Y, como dice el filósofo Javier Sádaba en un lúcido y doliente artículo (“Recuerdo vivo”) huir del intervencionismo sobre los otros, dejar que decidan su propia suerte:

“…habría que desterrar la inveterada manía de arreglar y controlar la existencia de los otros. Dejemos que cada uno resuelva, a su manera, el modo de existir elegido y, en consecuencia, de rematar, dentro de sus posibilidades, dicha existencia…

…Sólo pido que no nos agudicen la tortura cuando ésta es su antesala y que respeten mi modo de vivir y morir como yo respeto el de los que no opinan como yo. Por lo demás, siempre nos queda el consuelo del poeta. Y es que la belleza pervive en el recuerdo”.
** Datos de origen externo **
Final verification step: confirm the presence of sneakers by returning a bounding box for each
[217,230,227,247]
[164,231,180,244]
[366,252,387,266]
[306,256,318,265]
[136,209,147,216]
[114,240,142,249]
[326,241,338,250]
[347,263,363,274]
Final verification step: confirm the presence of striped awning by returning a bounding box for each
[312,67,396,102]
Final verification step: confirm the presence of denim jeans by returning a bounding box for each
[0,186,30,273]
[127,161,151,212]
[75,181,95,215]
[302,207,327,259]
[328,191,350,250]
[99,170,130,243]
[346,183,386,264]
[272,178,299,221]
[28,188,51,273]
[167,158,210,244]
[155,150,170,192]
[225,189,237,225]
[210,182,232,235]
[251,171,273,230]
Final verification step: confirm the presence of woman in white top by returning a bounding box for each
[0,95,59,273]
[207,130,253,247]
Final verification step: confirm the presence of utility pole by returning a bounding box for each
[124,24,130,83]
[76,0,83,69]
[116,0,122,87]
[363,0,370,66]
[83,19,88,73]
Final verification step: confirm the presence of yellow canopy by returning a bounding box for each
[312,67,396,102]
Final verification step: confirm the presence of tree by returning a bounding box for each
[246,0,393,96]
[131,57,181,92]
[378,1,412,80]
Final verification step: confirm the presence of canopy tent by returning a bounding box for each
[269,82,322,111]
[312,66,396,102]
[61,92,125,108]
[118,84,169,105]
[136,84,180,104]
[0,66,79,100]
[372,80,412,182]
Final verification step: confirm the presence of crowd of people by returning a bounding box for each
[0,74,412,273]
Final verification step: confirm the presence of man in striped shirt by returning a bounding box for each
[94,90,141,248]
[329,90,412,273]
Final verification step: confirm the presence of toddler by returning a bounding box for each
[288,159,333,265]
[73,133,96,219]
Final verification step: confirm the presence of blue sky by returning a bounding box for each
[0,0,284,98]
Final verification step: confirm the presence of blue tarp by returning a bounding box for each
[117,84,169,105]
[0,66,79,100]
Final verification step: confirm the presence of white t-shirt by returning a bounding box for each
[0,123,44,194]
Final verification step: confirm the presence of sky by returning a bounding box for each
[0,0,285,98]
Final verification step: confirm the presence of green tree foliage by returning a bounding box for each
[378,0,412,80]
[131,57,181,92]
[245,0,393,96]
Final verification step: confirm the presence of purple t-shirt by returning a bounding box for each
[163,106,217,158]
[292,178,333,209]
La muerte es inexcusable pero su forma no se puede elegir. Sí que puede darse opción al estilo de vida que de alguna manera también determinará la actitud ante su final. Dentro de la libertad que reclama Sádaba es recomendable, como hizo mi prima Marité, llenarla de bondad y amor para que la mesa del café que se convoque luego tenga una duración muy larga y en una sabia mezcla con lágrimas haya muchas y bellas historias, recuerdos llenos de añoranza, sonrisas y un profundo amor hacia el que se fue.